Copper hits record on supply deficit fears. Copper surged to a new record above USD11,580 per ton as expectations of tightening supply and strong demand lifted prices, fuelled by stockpiling in the US ahead of potential import tariffs that is draining availability elsewhere. Traders are increasingly positioning for supply disruptions and a developing structural deficit, with forecasts pointing to a widening shortfall over the coming years due to constrained production and steady consumption growth. Large withdrawals of copper from global exchange warehouses have reinforced concerns about near-term availability, even as current price levels may prove unsustainable given still-ample global inventories, which had climbed to their highest level since 2018. Overall, the market remains volatile, balancing bullish long-term supply risks against short-term signs of sufficient physical stocks.

MIDDLE EAST - CREDIT TRADING

End of day comment – 04 December 2025. Another mixed day. Flows were balanced but ETFs now are net sellers. With the UST move and yields higher spreads tightened in overall but the undercurrent paints a mixed picture. What definitely has found its feet are belly bonds in general and new issue bonds which underperformed and now look may be cheap enough. Take DHBKQD 31s which didn't see many upgrades since it was issued closing +0.125pt/3bp. Also in the belly ADGLXY 34s were bought aggressively today closing +0.25pt/-5bp. Against this though long end bonds remained for sale throughout the day, nevertheless on slightly lower cash price levels most bonds found clearing levels. Closing the likes of QATAR long end, ADGB long end, ADNOCM 54s or ADQABU 54s -0.25pt/unch. Higher beta credit still are better bid although the ETF outflows provided some OMAN belly bonds. Closing the OMAN and MOROC curve about unch in cash and 2/3bp tighter. CORPS like ALDAR and DPWDU which widened out sharply yesterday also seem to have found some buying interest at wider level but overall still feel offered, closing those also unch/-2bp.
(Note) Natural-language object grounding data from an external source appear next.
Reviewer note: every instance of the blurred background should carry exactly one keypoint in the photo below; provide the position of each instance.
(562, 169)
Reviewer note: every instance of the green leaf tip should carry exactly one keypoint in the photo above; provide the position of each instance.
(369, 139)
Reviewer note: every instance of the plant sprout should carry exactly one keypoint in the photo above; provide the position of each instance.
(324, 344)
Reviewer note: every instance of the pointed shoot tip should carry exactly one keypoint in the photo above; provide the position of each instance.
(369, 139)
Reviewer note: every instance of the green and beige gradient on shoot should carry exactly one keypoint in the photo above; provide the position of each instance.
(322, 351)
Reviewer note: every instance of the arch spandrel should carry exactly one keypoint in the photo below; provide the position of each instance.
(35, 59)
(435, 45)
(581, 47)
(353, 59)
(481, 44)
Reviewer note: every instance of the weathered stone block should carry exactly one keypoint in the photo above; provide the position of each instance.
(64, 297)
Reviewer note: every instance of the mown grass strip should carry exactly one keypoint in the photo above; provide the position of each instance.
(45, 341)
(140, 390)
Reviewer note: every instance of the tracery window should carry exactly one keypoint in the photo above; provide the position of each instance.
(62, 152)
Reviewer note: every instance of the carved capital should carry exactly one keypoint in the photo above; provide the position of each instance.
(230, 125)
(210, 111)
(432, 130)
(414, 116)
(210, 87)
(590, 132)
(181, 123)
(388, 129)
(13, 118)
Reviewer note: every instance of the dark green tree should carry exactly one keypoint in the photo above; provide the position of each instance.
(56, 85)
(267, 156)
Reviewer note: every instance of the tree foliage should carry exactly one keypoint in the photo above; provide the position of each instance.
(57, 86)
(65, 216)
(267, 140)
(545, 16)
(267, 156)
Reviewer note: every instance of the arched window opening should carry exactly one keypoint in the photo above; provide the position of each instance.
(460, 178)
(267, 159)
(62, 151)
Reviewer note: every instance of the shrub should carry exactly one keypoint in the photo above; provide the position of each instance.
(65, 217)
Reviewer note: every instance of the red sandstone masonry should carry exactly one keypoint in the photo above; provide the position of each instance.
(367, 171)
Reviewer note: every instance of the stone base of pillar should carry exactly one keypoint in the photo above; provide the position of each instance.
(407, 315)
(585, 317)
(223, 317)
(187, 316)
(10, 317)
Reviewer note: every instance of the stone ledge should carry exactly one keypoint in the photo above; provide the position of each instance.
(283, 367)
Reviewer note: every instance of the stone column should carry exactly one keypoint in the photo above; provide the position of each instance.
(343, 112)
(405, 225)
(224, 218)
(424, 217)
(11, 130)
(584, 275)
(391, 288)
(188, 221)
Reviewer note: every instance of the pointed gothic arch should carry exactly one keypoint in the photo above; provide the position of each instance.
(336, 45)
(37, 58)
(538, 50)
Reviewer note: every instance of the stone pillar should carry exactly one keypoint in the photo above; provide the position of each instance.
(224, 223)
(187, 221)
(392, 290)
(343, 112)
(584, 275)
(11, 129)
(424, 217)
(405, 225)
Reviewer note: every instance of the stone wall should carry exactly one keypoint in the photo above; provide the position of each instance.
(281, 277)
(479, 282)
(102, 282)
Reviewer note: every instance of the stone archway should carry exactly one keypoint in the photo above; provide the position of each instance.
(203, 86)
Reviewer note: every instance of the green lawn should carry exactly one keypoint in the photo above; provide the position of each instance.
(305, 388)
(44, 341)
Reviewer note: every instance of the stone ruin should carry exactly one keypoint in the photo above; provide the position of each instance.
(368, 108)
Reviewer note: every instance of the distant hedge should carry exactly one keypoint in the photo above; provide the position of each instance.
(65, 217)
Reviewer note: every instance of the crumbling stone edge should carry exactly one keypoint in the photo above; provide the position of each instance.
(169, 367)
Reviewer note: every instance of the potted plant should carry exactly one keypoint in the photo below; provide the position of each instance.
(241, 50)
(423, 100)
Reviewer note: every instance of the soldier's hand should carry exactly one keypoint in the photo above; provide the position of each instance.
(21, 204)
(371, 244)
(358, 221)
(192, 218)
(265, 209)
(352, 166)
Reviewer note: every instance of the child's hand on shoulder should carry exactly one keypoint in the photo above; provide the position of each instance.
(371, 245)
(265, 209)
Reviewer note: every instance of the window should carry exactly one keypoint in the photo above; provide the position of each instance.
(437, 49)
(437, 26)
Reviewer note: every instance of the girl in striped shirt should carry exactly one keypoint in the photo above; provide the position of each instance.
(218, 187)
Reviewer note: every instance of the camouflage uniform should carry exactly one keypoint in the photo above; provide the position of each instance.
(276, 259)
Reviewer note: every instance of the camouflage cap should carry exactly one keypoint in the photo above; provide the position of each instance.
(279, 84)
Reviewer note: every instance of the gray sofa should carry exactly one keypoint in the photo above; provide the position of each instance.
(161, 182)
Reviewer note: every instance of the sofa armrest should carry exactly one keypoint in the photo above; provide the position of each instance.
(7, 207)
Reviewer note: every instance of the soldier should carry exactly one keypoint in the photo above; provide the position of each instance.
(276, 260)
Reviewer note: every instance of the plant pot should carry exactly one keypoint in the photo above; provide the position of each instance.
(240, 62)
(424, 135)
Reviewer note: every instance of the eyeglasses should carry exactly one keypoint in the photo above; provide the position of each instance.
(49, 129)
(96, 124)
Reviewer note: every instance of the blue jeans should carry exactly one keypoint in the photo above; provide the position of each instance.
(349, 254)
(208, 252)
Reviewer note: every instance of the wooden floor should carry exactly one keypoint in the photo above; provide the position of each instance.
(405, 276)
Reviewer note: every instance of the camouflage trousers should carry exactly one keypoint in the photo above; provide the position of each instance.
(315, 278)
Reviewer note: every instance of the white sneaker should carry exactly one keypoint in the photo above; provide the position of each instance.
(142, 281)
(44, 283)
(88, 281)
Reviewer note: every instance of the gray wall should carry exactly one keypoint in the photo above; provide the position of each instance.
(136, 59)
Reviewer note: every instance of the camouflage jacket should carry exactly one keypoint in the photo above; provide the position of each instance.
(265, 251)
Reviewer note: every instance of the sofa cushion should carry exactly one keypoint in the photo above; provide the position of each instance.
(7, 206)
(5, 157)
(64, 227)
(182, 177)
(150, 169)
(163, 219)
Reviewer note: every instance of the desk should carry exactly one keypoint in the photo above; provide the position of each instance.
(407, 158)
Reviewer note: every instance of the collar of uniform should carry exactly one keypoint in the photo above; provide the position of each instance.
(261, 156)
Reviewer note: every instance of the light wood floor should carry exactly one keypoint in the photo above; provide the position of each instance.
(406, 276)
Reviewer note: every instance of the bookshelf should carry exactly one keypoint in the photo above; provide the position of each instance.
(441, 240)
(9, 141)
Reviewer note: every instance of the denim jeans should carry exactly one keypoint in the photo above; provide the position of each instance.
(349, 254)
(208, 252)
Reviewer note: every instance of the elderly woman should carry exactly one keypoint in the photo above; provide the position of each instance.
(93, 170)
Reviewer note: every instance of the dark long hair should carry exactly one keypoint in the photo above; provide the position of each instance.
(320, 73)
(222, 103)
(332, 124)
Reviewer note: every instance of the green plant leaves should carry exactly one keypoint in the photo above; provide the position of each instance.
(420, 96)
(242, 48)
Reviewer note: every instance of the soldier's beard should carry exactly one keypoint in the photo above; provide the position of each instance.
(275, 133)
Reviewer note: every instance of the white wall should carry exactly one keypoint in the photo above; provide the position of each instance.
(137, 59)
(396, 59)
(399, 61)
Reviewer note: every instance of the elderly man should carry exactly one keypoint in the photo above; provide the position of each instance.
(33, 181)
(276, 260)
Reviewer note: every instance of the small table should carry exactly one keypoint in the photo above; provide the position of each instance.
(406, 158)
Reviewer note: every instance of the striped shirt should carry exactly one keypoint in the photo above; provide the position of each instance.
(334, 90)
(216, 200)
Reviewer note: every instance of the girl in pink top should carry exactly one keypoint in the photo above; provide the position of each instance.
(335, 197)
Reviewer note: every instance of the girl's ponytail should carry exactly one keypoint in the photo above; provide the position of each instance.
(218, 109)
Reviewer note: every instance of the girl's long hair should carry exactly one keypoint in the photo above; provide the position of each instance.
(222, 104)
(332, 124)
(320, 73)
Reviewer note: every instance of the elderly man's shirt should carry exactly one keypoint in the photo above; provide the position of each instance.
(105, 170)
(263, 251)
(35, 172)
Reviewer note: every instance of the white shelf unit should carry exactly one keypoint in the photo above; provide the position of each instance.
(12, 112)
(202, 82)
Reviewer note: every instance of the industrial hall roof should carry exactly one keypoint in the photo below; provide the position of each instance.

MIDDLE EAST - MACRO / MARKETS

Algeria’s expanding budget and turn toward debt financing. Algeria plans to raise state spending to 17.69 trillion dinars (USD136bn) in 2026, marking a third consecutive  annual increase of about 5%, largely to sustain its extensive social safety net – including wages, pensions, benefits, and subsidies that make up over 40% of expenditures, even as energy export volumes decline due to rising domestic demand and overall state revenue is projected to fall 6% to 8.01 trillion dinars, covering less than half of spending and widening the fiscal deficit. Temporary gains from post-Ukraine war energy exports have faded, while limited diversification and stagnant hydrocarbon output continue to constrain revenue. In a notable policy shift for the traditionally debt-averse OPEC member, authorities are preparing to issue a rare Islamic bond (sukuk) in early 2026, potentially around USD2.3bn, to diversify public funding as financing pressures grow. Despite these fiscal strains, the government forecasts accelerating growth to 4.5% by 2028, driven by non-hydrocarbon sectors such as mining, manufacturing, and tourism, although the central bank warns that sustained pressure on energy prices poses ongoing risks to public finances.

Gulf PMI signals broad non-oil business expansion. Recent PMI data point to continued strength in the GCC’s non-oil private sectors, with the UAE PMI rising to 54.8 in November from 53.8, its fastest output growth in almost a year as new orders surged and hiring reached an 18-month high, despite rising input costs. Within the UAE, Dubai PMI remained robust at around 54.5, supported by strong activity in services and construction alongside solid demand. Saudi Arabia continued to lead the region, with the PMI at about 58.5, signalling rapid expansion in business activity and output even as the pace of new-order growth moderated slightly from October’s highs. Qatar’s PMI rose to 51.8 from 50.6, reflecting sustained growth in services, tourism, and projects tied to diversification. Altogether, the PMI surveys indicate broad-based momentum across the Gulf’s non-oil economies.